Add a method to generate a strategic merge patch #13007

jackgr · 2015-08-21T01:37:59Z

This is the first step in implementing #1702. It adds a method named CreateStrategicMergePatch to pkg/util/strategicmergepatch/patch.go that generates a strategic merge patch by taking the difference between before and after YAML or JSON strings. It will be used by apply (aka reconcile) to generate patches that can be used to update live configuration based on the difference between the current and previous configurations of a resource.

cc @bgrant0607, @ghodss

ghodss · 2015-08-21T01:58:46Z

pkg/util/strategicpatch/patch.go

+// If two map[string]interface{} are given, all elements must match.
+func matchesValue(av, bv interface{}) bool {
+	switch at := av.(type) {
+	case string:


I don't think you need explicit primitive casting - see http://play.golang.org/p/1xOcMJJ5fO.

You should be able to collapse this to

case string, float64, bool: return bt == at

k8s-bot · 2015-08-21T03:17:45Z

GCE e2e build/test passed for commit d9568b7bd5c5c3c2ab0d6616fff8767961ec8308.
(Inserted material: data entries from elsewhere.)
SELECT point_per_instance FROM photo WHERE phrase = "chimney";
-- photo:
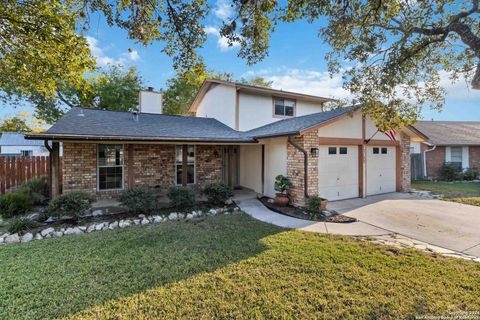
(150, 101)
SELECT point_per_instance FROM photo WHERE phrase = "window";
(190, 164)
(110, 166)
(284, 107)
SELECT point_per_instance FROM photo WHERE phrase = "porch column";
(55, 170)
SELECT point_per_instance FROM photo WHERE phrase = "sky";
(295, 63)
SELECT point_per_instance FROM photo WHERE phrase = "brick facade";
(435, 160)
(153, 166)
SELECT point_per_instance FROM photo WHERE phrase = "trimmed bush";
(72, 204)
(138, 200)
(14, 204)
(181, 196)
(217, 192)
(314, 204)
(16, 225)
(449, 172)
(36, 189)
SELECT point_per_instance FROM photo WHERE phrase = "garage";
(380, 170)
(338, 172)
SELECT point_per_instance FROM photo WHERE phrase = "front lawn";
(228, 266)
(463, 192)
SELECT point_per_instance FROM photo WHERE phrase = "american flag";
(392, 134)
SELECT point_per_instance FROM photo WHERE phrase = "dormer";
(244, 107)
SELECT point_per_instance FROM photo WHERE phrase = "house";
(455, 142)
(15, 144)
(239, 134)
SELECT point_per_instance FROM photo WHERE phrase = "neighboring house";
(455, 142)
(15, 144)
(336, 154)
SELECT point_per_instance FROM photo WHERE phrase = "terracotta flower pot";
(281, 199)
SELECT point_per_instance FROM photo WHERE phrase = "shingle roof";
(451, 132)
(297, 124)
(81, 123)
(17, 139)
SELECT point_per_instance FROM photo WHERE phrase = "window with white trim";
(110, 166)
(190, 163)
(284, 107)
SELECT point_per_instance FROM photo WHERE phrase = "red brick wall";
(435, 159)
(474, 157)
(153, 166)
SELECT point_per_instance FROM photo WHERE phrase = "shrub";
(217, 192)
(470, 174)
(449, 172)
(16, 225)
(281, 183)
(36, 189)
(314, 204)
(70, 204)
(181, 196)
(14, 203)
(138, 200)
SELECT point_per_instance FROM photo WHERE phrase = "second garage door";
(338, 172)
(381, 173)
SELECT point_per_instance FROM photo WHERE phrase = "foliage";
(19, 224)
(470, 174)
(218, 192)
(72, 204)
(450, 172)
(314, 204)
(138, 200)
(113, 88)
(36, 189)
(14, 204)
(281, 183)
(181, 196)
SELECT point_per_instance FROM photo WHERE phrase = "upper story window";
(283, 107)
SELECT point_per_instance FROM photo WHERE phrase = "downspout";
(425, 159)
(305, 165)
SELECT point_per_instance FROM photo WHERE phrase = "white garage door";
(338, 172)
(381, 173)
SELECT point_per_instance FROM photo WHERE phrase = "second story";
(244, 107)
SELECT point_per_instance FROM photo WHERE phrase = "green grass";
(462, 192)
(228, 267)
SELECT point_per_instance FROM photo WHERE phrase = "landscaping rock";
(46, 232)
(27, 237)
(113, 225)
(12, 238)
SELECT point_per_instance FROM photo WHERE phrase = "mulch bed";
(301, 213)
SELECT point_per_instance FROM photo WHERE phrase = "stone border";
(142, 219)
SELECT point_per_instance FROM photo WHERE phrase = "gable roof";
(297, 125)
(253, 89)
(451, 132)
(79, 123)
(17, 139)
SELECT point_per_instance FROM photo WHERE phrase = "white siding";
(251, 167)
(275, 162)
(219, 103)
(347, 127)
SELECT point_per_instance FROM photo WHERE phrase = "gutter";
(305, 165)
(425, 159)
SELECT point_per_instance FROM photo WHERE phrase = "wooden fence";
(16, 170)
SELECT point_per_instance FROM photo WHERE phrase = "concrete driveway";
(445, 224)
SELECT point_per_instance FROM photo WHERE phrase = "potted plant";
(281, 186)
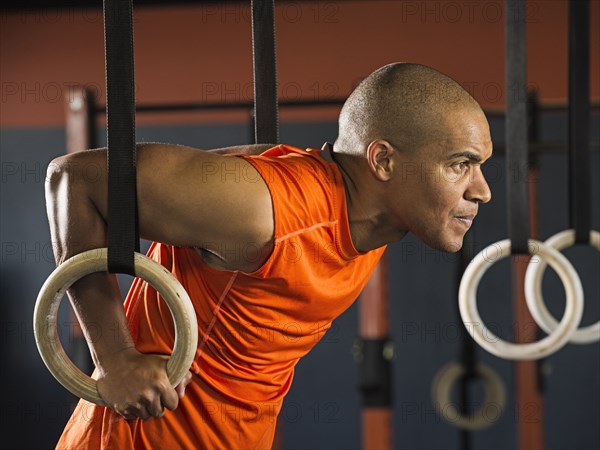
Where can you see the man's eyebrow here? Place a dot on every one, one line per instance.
(469, 155)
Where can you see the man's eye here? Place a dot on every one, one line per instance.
(462, 165)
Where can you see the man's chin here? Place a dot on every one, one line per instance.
(452, 246)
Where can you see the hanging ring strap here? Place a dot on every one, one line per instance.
(46, 313)
(580, 166)
(579, 174)
(516, 127)
(266, 113)
(123, 253)
(123, 234)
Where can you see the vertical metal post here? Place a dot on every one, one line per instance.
(375, 354)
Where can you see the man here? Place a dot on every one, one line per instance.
(271, 248)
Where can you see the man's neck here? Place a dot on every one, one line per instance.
(370, 226)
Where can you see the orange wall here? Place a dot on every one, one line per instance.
(196, 53)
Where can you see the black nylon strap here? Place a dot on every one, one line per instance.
(516, 126)
(123, 236)
(266, 114)
(580, 166)
(375, 378)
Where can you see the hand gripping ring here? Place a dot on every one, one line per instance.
(467, 302)
(491, 409)
(76, 267)
(533, 289)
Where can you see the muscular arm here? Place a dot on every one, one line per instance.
(186, 197)
(254, 149)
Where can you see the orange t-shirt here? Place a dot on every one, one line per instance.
(253, 327)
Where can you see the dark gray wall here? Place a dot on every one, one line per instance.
(322, 408)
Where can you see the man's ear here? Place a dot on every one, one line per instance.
(380, 157)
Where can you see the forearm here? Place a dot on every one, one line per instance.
(76, 225)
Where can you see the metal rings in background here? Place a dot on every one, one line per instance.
(467, 301)
(491, 408)
(76, 267)
(533, 289)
ghodss · 2015-08-21T03:22:58Z

pkg/util/strategicpatch/patch.go

+var errBadJSONDoc = fmt.Errorf("Invalid JSON document")
+var errNoListOfLists = fmt.Errorf("Lists of lists are not supported")
+
+func CreateStrategicMergePatch(a, b []byte, dataStruct interface{}) ([]byte, error) {


I would prefer the variable names original, modified vs a, b to keep consistent with StrategicMergePatch's original, patch, but that's just a personal preference and up to you if you want to change it.

+1 for original, modified as var names

ghodss · 2015-08-21T03:35:09Z

This is awesome. Reconcile functionality and deployment objects together are going to enable us to switch from updating our clusters with kubectl to using git push + autoreconcile. Very very excited.

brendandburns · 2015-08-21T04:47:31Z

@kubernetes/kubectl

bgrant0607 · 2015-08-25T22:02:44Z

@jlowdermilk Do you have time to take a look?

bgrant0607 · 2015-08-25T22:03:46Z

cc @sparkprime

bgrant0607 · 2015-08-25T22:13:05Z

pkg/util/strategicpatch/patch.go

@@ -31,7 +31,352 @@ import (
 // lists should be merged or replaced.
 //
 // For more information, see the PATCH section of docs/api-conventions.md.
+
+// CreateStrategicMergePatch creates a patch that can be passed to StrategicMergePatch.


The idea here is that we'd diff the original config (stored in an annotation) and updated config, and then apply the patch to the live state?

That's a reasonable starting point.

We'll also want to be able to detect where the live state has diverged from the original (and perhaps new) configuration.

We'll need 2 diff modes:

One that detects all changes: changes, deletions, additions. Used to generate the patch, and maybe to determine whether anything has changed.

One that detects just changes and deletions. Additions would be ignored. This would be used to detect divergence. Initially we could barf if divergence were detected. Eventually we'll want --force to override the changes in the live state.

Export (#13038) could be the means by which a new config could be generated from the live state, if that's what the user wanted.

Agreed that we need a mode that detects changes and deletions, while ignoring additions. I've added a boolean parameter to CreateStrategicMergePatch called ignoreAdditions. The check for divergence can be made by calling it with this parameter set to true, and then looking at the result. If and only if it's empty, then there were no changes or deletions between original and modified.

Rather than bail if we detect any divergence between the original configuration to the live state, I think we want to bail only if we detect conflicts between such a divergence and the patch that the user now wants to apply. That's really the point of generating the strategic merge patch, right? We can apply the changes that the user is requesting on top of changes made by automated processes, if and only if there are no conflicts between the two change sets.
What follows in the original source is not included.